Cela signifie, concrètement, que tous les électeurs ne verront pas la même campagne, n’accorderont pas la même crédibilité aux contenus et ne réagiront pas aux mêmes signaux. Le risque n’est donc pas seulement la manipulation au sens strict ; il est aussi la fragmentation du réel partagé sur lequel repose le jugement électoral.
La vitesse du doute, un facteur politique
Dans cet environnement, l’information ne circule plus selon les rythmes institutionnels, mais selon des logiques de plateforme : vitesse, visibilité, amplification et validation sociale. Il en résulte un déplacement décisif. Un contenu, exact ou trompeur, est d’abord évalué par sa capacité à circuler.
Cette proposition relève de l’analyse, mais elle s’appuie directement sur les usages observés et sur les effets documentés dans les scrutins récents. Le basculement est clair : il ne suffit plus qu’une information soit juste ; encore faut-il qu’elle demeure lisible dans un environnement où le doute circule plus vite que la vérification.

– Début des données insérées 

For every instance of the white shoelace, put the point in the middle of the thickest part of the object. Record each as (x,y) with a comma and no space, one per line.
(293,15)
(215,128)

La supervision pour prévenir autant que sanctionner
Le cadre juridique marocain intègre désormais les moyens numériques dans la campagne électorale. Mais la norme seule ne suffira pas. Les instances chargées de la supervision devront rendre visibles les règles, expliciter les pratiques non conformes et signaler clairement les conséquences juridiques des dérives.

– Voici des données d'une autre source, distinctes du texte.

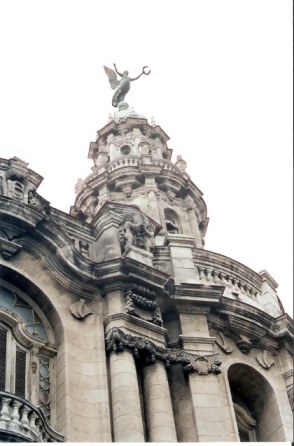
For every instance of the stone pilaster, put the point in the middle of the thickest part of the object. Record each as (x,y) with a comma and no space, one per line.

L’expérience marocaine du contentieux électoral rappelle qu’une irrégularité n’est jamais sans effet : après les élections de 2021, la Cour constitutionnelle a invalidé plusieurs sièges, tandis que la loi prévoit la déchéance en cas de dépassement des dépenses. Dans une campagne davantage digitalisée, cette fonction d’alerte aura aussi une portée préventive : contenir les dérives avant qu’elles ne deviennent des motifs de contestation.
La vraie question n’est pas la quantité du faux, mais le seuil de doute
Aucune source sérieuse ne permet aujourd’hui de quantifier la part du faux dans la campagne de 2026. La question pertinente est ailleurs. A à partir de quel niveau de doute partagé une société commence-t-elle à ne plus savoir sur quoi elle vote ?
Les données comparatives permettent déjà de répondre partiellement. Le volume du faux peut rester limité, tout en produisant un effet élevé sur la confiance collective. L’enjeu réel devient alors clair : maintenir, dans le débat public, une distinction opérante entre information vérifiée, contenu manipulé et simple doute.
En 2026, la solidité du scrutin marocain ne dépendra pas seulement de la régularité du vote. Elle dépendra de la capacité collective à préserver une frontière lisible entre l’information, la manipulation et le doute. Car lorsqu’une démocratie ne sait plus clairement sur quelle réalité elle vote, ce n’est pas seulement le résultat qui devient fragile, c’est la cohérence même du choix collectif.